The hackers have threatened to release more sample data soon in order to put further pressure on the hacked company. The company's latest statement reads.

"For Swissport, the security of data on our systems is of the highest priority. swissport has responded to cyber attacks affecting multiple of our systems. As part of our analysis, we discovered that unauthorized individuals placed data allegedly stolen from Swissport online. We take these claims seriously and are analyzing the data that has been released as part of our ongoing investigation into the incident.

Upon learning of the incident, we immediately shut down the affected systems, launched an investigation, notified law enforcement authorities, and brought in leading cybersecurity experts to assess the extent of the attack. At this time, we are unable to provide further details.

We are in dialogue with our customers, partners and employees. swissport regrets the situation this incident has caused to our customers, partners and employees."

Swissport

Last week, Swissport said, "The FDPIC (editor's note: Federal Data Protection and Information Commissioner) has not yet been notified, as the IT security incident did not result in an outflow of data, thereby creating a corresponding obligation to inform."

The ransomware attack on the baggage handler's IT infrastructure began two weeks ago Thursday morning and was immediately discovered, according to the companies involved. "Our IT security systems detected the incident early on, so we were able to take immediate, effective and successful defensive measures." A media spokesperson said.

IT systems for planning personnel, aircraft and freight were affected. swissport was able to (partially) recover its systems relatively quickly, but contrary to initial assumptions, it became clear that the data breach could not have been prevented or could not have been completely prevented.

In 2021, Swissport is responsible for ground handling services for approximately 97 million passengers and provides services such as boarding, cargo services and aircraft refueling.

This cybercrime group was behind the hack

Swissport is dealing with an extremely dangerous ransomware ring.
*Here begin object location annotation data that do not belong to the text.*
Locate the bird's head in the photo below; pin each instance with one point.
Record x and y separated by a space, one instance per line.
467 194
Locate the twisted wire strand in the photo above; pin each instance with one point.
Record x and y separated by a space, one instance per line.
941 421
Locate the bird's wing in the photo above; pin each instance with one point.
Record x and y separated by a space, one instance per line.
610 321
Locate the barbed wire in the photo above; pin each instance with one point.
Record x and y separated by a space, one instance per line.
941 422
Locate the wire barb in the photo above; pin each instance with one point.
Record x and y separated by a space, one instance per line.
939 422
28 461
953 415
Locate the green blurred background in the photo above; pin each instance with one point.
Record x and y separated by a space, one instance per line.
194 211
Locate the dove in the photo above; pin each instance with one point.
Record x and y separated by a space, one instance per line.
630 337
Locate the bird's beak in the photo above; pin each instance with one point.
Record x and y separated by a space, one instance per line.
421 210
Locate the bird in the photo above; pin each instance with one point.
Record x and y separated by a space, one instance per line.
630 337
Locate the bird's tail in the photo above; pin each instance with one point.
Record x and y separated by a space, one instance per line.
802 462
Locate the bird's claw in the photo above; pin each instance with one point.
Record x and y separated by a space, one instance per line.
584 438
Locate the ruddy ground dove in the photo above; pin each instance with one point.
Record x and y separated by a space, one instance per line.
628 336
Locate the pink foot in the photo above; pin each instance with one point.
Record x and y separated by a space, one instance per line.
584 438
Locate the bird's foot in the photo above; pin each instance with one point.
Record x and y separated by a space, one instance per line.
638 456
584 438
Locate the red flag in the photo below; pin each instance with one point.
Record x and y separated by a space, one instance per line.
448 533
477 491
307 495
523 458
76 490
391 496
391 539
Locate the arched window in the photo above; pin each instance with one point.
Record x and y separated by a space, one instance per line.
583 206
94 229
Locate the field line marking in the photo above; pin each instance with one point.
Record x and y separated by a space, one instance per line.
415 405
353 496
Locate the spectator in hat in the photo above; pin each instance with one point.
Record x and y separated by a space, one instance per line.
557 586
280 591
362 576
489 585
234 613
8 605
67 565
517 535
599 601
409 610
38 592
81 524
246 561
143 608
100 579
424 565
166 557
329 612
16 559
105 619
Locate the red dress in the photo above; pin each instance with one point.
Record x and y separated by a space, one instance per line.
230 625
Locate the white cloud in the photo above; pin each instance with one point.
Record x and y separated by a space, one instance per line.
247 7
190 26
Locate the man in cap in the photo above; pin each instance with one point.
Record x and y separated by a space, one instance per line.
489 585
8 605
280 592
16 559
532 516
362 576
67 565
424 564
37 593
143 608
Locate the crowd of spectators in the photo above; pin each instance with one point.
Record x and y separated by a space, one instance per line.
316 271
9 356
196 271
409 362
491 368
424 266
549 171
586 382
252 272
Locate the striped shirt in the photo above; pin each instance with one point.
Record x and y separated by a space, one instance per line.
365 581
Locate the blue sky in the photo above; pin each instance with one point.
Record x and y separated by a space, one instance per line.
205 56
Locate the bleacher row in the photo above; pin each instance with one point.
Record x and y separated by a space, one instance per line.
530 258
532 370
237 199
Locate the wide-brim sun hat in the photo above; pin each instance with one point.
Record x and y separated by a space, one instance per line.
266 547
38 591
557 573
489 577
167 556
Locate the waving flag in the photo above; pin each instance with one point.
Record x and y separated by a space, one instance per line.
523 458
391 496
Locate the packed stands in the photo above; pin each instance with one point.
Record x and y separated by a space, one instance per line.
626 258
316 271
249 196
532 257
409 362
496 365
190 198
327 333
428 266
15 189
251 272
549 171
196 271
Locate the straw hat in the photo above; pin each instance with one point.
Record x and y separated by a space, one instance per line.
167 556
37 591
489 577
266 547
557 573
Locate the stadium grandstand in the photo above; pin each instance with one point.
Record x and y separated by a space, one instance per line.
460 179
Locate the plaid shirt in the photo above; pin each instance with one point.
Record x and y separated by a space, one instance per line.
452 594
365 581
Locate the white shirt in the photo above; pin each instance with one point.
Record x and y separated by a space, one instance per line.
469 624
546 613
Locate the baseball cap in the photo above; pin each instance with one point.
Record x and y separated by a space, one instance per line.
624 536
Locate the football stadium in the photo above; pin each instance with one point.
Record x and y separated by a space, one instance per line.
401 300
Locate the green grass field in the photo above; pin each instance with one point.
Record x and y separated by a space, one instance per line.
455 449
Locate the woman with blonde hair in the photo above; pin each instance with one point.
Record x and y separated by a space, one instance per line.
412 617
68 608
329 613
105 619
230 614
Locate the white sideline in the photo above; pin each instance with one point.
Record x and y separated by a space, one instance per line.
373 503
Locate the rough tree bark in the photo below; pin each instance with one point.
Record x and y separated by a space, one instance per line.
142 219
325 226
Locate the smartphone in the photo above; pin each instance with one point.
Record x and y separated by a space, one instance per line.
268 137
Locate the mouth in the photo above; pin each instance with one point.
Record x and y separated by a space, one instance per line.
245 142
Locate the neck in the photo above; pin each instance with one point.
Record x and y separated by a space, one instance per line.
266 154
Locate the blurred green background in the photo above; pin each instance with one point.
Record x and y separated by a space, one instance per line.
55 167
BlackCat is currently targeting companies from countries such as the United States, Ukraine and Switzerland and is attacking companies with widely used Windows and Linux systems.

In Germany, for example, the ransomware group caused a stir earlier in the year when hackers crippled the nation's Oiltank-ing oil depot, which supplies large companies such as Shell.

BlackCat was active for only a short time and caused a stir with an apparently very sophisticated and advanced encryption software. blackCat encrypts and steals data to give victims an extra edge when they can restore data from backups.

BlackCat, also formerly known as BlackMatter or DarkSide, is likely the same group of criminals that previously worked with the particularly active ransomware group REvil. 2021, REvil was involved in one of the largest ransomware hacks to date, infiltrating 800 to 1,500 companies worldwide and stealing valuable data. 2021 In early June, REvil attacked JBS, the world's largest meat company, with ransomware, crippling much of its production in North America and Australia.

In short: Swissport hackers are likely experienced and professional attackers in ransom work.

Why victims should not pay the ransom

The National Cyber Security Center NCSC advises against paying the ransom, warning that "there is no guarantee that criminals will not release the data or derive other benefits from it after paying the ransom. In addition, each successful extortion provides an incentive for attackers to continue, funding the further development of the attack and facilitating its spread."

If victims are still considering paying the ransom, NCSC strongly recommends discussing these steps with state police.

The website https://www.nomoreransom.org/ offers tips for identifying malware and the option to download keys already known. nomoreransom.org is a joint project of the Dutch police and Europol, with the participation of the Swiss Confederation.